1. Solve sin(3x) = -1/2: To find the values of x that satisfy this equation, we can use the inverse sine function (arcsin or sin^(-1)).

arcsin(-1/2) = -π/6 + 2πk or 7π/6 + 2πk, where k is an integer.

So, we have two cases: Case 1: 3x = -π/6 + 2πk Case 2: 3x = 7π/6 + 2πk

2. Solve -2cos(x) = 1: To solve this equation, we'll isolate cos(x) and find its value.

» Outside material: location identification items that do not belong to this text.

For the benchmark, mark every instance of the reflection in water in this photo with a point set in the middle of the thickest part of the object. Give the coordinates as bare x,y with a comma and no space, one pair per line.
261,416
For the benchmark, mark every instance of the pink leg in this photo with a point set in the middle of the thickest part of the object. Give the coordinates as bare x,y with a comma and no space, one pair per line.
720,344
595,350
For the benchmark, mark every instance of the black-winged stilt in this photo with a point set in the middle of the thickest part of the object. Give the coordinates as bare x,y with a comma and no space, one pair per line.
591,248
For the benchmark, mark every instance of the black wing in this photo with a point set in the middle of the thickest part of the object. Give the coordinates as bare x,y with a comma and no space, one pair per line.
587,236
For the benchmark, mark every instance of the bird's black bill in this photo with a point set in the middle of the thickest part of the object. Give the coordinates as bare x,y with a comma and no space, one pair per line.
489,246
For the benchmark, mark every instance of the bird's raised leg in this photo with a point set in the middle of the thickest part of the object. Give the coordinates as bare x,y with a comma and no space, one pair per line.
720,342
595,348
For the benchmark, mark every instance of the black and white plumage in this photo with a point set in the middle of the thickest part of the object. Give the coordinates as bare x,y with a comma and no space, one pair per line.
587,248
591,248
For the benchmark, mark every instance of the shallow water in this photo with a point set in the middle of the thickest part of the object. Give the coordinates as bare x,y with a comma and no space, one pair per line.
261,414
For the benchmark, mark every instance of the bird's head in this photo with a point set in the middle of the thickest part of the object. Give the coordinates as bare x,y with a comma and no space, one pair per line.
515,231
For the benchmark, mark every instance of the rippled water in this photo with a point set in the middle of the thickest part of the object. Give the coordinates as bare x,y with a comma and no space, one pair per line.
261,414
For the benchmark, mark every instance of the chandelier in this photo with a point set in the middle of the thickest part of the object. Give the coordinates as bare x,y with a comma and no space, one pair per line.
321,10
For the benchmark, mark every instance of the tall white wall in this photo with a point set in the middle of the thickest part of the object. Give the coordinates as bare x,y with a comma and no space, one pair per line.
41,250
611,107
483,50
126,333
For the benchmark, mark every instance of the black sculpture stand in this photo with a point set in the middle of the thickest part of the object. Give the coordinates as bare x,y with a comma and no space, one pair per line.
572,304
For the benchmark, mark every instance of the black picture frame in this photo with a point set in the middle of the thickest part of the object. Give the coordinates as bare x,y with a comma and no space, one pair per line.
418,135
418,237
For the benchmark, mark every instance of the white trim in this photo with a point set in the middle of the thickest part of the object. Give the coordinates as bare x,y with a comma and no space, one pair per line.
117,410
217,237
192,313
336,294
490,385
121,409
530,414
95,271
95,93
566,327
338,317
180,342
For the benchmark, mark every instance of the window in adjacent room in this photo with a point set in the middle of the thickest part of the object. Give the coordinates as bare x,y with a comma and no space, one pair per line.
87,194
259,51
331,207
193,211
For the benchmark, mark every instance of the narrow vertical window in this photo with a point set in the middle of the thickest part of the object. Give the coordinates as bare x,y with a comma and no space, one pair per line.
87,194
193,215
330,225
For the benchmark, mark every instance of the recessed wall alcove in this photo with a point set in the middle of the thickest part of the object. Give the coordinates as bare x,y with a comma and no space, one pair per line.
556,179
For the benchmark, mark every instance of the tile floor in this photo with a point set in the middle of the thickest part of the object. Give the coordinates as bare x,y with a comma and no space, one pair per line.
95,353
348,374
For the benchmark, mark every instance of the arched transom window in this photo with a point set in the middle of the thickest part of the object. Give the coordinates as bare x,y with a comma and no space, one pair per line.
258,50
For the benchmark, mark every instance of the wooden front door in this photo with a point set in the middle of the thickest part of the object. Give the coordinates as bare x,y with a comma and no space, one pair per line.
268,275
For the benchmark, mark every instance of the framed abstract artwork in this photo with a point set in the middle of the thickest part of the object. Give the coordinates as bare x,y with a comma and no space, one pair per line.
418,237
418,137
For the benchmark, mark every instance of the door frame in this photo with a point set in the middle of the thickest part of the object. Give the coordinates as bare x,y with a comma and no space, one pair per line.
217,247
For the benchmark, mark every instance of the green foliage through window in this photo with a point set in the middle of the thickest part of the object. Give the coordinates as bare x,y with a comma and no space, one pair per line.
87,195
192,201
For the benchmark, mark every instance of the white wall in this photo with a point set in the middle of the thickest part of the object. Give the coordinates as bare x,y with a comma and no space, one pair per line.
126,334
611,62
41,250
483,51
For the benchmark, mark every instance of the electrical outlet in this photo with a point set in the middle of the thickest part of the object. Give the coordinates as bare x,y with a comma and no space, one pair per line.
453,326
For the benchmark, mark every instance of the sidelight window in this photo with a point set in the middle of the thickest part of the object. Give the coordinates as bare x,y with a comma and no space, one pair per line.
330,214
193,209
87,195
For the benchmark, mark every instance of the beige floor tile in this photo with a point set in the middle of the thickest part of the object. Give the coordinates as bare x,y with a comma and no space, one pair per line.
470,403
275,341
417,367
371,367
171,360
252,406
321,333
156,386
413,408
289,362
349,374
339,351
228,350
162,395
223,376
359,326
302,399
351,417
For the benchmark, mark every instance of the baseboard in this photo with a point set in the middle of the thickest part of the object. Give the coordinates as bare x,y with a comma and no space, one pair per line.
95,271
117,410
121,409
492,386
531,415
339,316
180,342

-2cos(x) = 1 cos(x) = -1/2

Using the inverse cosine function (arccos or cos^(-1)), we find the solutions:

arccos(-1/2) = 2π/3 + 2πk or 4π/3 + 2πk, where k is an integer.

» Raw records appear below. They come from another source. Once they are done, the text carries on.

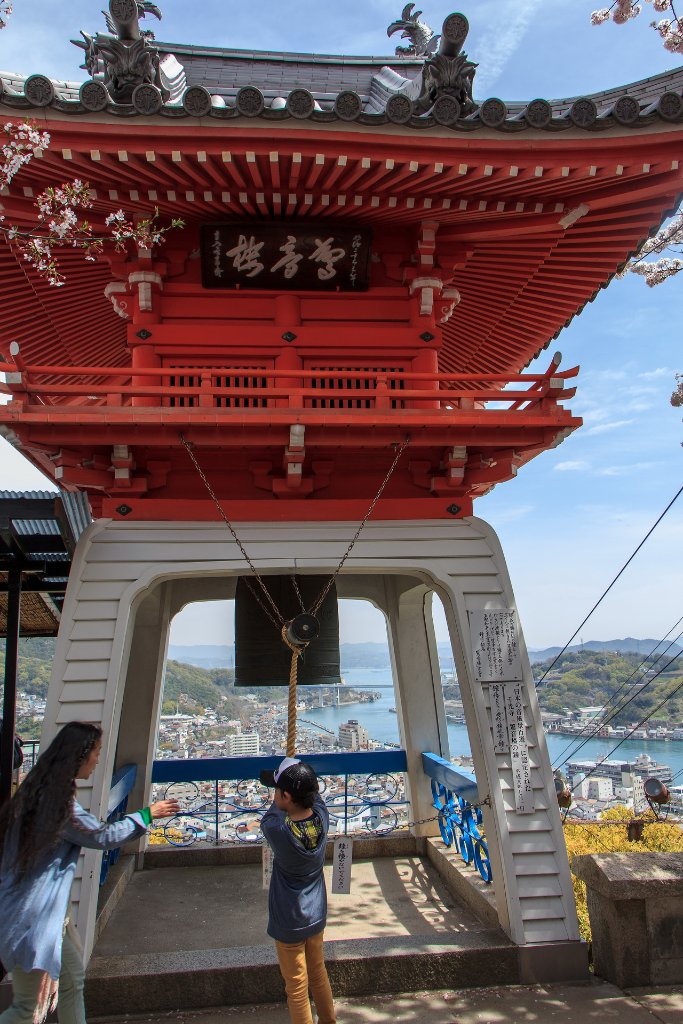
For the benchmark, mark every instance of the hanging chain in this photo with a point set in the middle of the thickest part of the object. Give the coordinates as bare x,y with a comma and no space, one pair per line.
315,607
298,594
275,609
326,590
264,608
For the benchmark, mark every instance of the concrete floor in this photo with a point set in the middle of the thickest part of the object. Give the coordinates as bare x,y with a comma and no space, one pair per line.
167,909
594,1003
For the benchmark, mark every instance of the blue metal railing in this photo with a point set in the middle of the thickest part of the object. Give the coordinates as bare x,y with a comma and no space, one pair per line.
369,799
122,783
455,796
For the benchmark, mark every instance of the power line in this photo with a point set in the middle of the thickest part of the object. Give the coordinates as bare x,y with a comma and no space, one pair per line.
591,728
606,591
641,723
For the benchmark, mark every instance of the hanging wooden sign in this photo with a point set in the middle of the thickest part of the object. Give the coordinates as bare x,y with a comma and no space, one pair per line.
341,869
297,255
495,645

Now, we'll combine the solutions from both equations and find the common values for x:

For Case 1: 3x = -π/6 + 2πk For Case 2: 3x = 7π/6 + 2πk

For cos(x) = -1/2: x = 2π/3 + 2πk or x = 4π/3 + 2πk

Now, we need to find the values of x that satisfy both conditions.

For x = 2π/3 + 2πk: 3(2π/3 + 2πk) = -π/6 + 2πk 2π + 6πk = -π/6 + 2πk

Simplifying, we get: 4π + 12πk = -π + 12πk 4π = -π

This equation has no solutions.

For x = 4π/3 + 2πk: 3(4π/3 + 2πk) = -π/6 + 2πk 4π + 12πk = -π/6 + 2πk

Simplifying, we get: 8π + 24πk = -π + 12πk 8π = -π

This equation has no solutions.

In conclusion, there are no values of x that satisfy the equation sin(3x) = -1/2 - 2cos(x) = 1.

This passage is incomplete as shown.